The Center for Public Justice is now entering its 25th year. The first issue of the Public Justice Report's 25th volume will appear in January 2002. In several important respects, nothing has changed in 25 years. The Center was inaugurated to help develop and promote a deepened Christian approach to civic and governmental responsibility. Among our first concerns was to understand how government's policies should be designed to do justice to nongovernmental institutions and organizations such as families, schools, churches, and social service organizations. From the start, we were concerned about justice beyond American borders, including the just ordering of the international arena. Moreover, the Center has always aimed to be more than a policy research center or think tank and to encourage citizens and public officials in the fulfillment of their responsibilities.

In other respects, however, almost everything has changed. In the mid-1970s there was relatively little public discussion of faith and politics; the "culture wars" had not yet been named; the "civil society" debate had not yet begun. In the late 1970s, school-choice reforms were pushed by Democrats; welfare policy was not yet perceived by most peo-ple to be in crisis; the Cold War was still hot; and the Center for Public Justice did not yet have a full-time staff or an office in Washington. There were no e-mails or websites or faxes or cell phones.

Today, the Center's mission is summarized in three phrases: to equip citizens, develop leaders, and shape policy. The mission is the means of fulfilling the Center's calling to serve God, advance justice, and transform public life. With e-mail, a website, fax machines, and cell phones, the Center continues to develop a Christian philosophy of government, to help shape the civil-society debate, and to work internationally, as this issue of the Public Justice Report illustrates. Stanley Carlson-Thies, who, from 1993 to the beginning of this year served as the Center's director of policy studies and shaped much of the debate over government's relation to faith-based organizations, continues that work in the White House Office of Faith-Based and Community Initiatives. Colleagues and friends in this country and around the world help the Center pay close attention to developments in other parts of the world.

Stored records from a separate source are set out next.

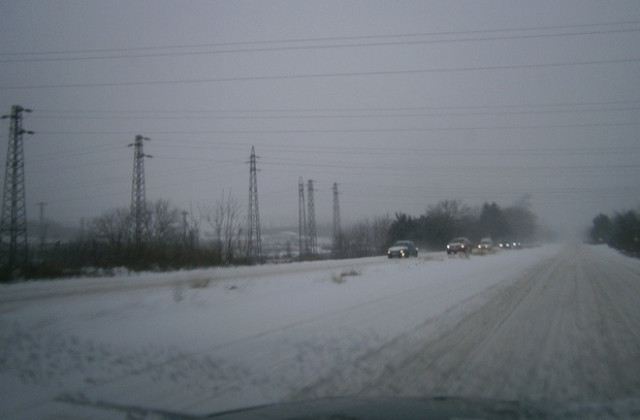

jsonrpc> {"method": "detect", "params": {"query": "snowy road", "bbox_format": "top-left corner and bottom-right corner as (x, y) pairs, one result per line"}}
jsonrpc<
(297, 244), (640, 404)
(1, 244), (639, 418)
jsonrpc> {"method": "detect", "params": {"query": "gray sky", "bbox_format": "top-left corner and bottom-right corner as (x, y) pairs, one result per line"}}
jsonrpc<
(1, 1), (639, 237)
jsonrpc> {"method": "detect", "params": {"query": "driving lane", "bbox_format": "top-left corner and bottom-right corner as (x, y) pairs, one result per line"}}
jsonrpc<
(357, 244), (640, 405)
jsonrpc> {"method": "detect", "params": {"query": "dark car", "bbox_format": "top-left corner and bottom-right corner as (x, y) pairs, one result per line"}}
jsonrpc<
(387, 240), (418, 258)
(446, 237), (472, 255)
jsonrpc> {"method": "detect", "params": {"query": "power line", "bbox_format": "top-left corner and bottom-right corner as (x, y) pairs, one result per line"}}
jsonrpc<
(2, 20), (638, 62)
(31, 99), (640, 116)
(332, 182), (342, 258)
(3, 28), (639, 64)
(298, 177), (308, 258)
(221, 144), (640, 158)
(307, 180), (317, 256)
(260, 159), (639, 174)
(28, 105), (640, 120)
(246, 146), (262, 263)
(32, 121), (640, 137)
(4, 57), (639, 90)
(21, 142), (639, 200)
(29, 161), (637, 210)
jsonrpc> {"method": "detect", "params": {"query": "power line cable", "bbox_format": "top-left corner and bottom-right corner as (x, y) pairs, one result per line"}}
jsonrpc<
(4, 57), (639, 90)
(32, 121), (640, 136)
(31, 99), (640, 116)
(2, 28), (639, 64)
(28, 105), (640, 120)
(0, 20), (640, 58)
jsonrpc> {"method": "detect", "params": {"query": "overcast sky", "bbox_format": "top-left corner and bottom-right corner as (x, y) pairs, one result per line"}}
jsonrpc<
(1, 1), (639, 238)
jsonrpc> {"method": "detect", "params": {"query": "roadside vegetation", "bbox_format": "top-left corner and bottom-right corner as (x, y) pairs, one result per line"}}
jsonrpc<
(3, 196), (546, 281)
(381, 199), (542, 252)
(588, 209), (640, 257)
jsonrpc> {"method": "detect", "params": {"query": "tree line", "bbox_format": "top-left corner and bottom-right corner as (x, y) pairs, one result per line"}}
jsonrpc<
(334, 199), (540, 257)
(387, 200), (538, 251)
(588, 209), (640, 256)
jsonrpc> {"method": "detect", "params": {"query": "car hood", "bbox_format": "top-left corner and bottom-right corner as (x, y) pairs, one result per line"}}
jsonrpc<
(62, 395), (640, 419)
(206, 396), (640, 419)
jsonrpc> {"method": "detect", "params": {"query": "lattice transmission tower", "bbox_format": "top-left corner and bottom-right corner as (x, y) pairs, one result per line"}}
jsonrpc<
(332, 182), (342, 257)
(128, 135), (151, 246)
(307, 179), (317, 255)
(298, 177), (308, 258)
(246, 146), (262, 262)
(1, 105), (33, 272)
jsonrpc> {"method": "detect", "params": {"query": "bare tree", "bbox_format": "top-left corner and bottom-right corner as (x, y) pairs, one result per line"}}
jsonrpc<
(147, 199), (180, 244)
(89, 207), (131, 263)
(183, 203), (200, 249)
(199, 203), (221, 261)
(341, 220), (372, 258)
(202, 191), (244, 263)
(91, 208), (130, 247)
(371, 215), (392, 253)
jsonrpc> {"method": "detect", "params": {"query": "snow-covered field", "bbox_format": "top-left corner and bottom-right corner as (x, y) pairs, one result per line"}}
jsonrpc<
(1, 244), (638, 419)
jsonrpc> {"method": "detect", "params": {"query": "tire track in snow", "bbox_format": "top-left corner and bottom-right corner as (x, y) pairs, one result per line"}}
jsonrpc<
(317, 244), (640, 405)
(288, 249), (560, 401)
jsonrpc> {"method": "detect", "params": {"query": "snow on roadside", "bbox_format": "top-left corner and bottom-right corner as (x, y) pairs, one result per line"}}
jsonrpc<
(0, 245), (560, 419)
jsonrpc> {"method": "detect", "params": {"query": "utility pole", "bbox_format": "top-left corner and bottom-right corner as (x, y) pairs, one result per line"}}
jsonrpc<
(128, 135), (151, 246)
(307, 179), (317, 255)
(246, 146), (262, 263)
(1, 105), (33, 274)
(332, 182), (341, 257)
(298, 177), (308, 258)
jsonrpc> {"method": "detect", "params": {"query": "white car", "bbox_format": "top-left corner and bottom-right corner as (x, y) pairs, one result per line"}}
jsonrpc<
(477, 237), (493, 252)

Many of the challenges the Center faces today arise from the difficulty of communicating clearly and honestly in a world where people are inundated with information but have little time to think, a world where polarizing politics and ideologies keep citizens from opening their minds to new perspectives and approaches. We live in a day when Christians, like everyone else, want quick answers of political right or wrong.

Although there is more discussion of religion and politics today than there was 25 years ago, this is not a day in which most Christians are clamoring for the development of a careful, thoughtful, internationally attentive approach to politics and government. Through this publication and other means of communication the Center wants to find and encourage everyone who does want to help develop such an approach.